The same happens in numerical simulations of stars in galaxies.

(is there any observation where there is a bar in a galaxy, AND, there
are a pair of bright knots mid way to the center? ie, is there any
galaxy where there are perhaps two partial bars that don't connect on
center?)

That then creates excess angular momentum in the core after the BH's
have merged, and that then creates the jets. At least that's the idea
I'm exploring.

If true, then the only galaxies that should have jets are those where
there is excess angular momentum near the central black holes. The
question the n is, do the radio jets carry matter and or stars with
them?


The jets will surely entrain a small cylinder of material with them but
they won't do much to a star or gas cloud beyond a quick bright flash
(and slowing it down for a while) - especially since the motion of a
star would not leave it in the jet for very long. Scheuer's denist's
drill model of jets still fits the observations pretty well.

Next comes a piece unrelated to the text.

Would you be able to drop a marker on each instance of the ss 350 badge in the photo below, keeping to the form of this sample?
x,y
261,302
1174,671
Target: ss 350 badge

http://mnras.oxfordjournals.org/cont.../1513.full.pdf

Easy answer, no, but, see:

David Malin ultra deep image of Centaurus A showing faint stellar
extension s aligned with galactic radio jets (google search images,
"david malin, deep image, centaurus A" if link doesn't work:

https://www.google.com/url?sa=i&rct=...urce=images&cd
=&cad=rja&uact=8&ved
hUKEwie4q-Ro5_SAhUCyWMKHRfuClkQjRwIBw&url=
http%3A%2F%2Fwww.pbase.com%2Fimage%2F110608746&psi gQjCNHhArY_rn55WQOZp
Sdxzgu6_6ah0g&ust=1487700691719675

There is something that is out along the line of the jets (gas, stars,
both?). And IF matter were to rain back down onto a system with
increased angular momentum, the "rain" would be perpendicular to the
angular momentum of the initial system, thus reducing the angular
momentum............transforming a spiral into an elliptical (or
increasing the size of a central bulge).

You clearly don't understand angular momentum so this is going nowhere.

You would have to drop serious amounts of matter in a retrograde orbit
into a black hole to appreciably alter its huge angular momentum. Whilst
I am inclined to never say never I am pretty sure that it would require
incredibly exceptional circumstances for this to happen in a real galaxy
system.

A retrograde orbit BH merger would be about the only thing that might.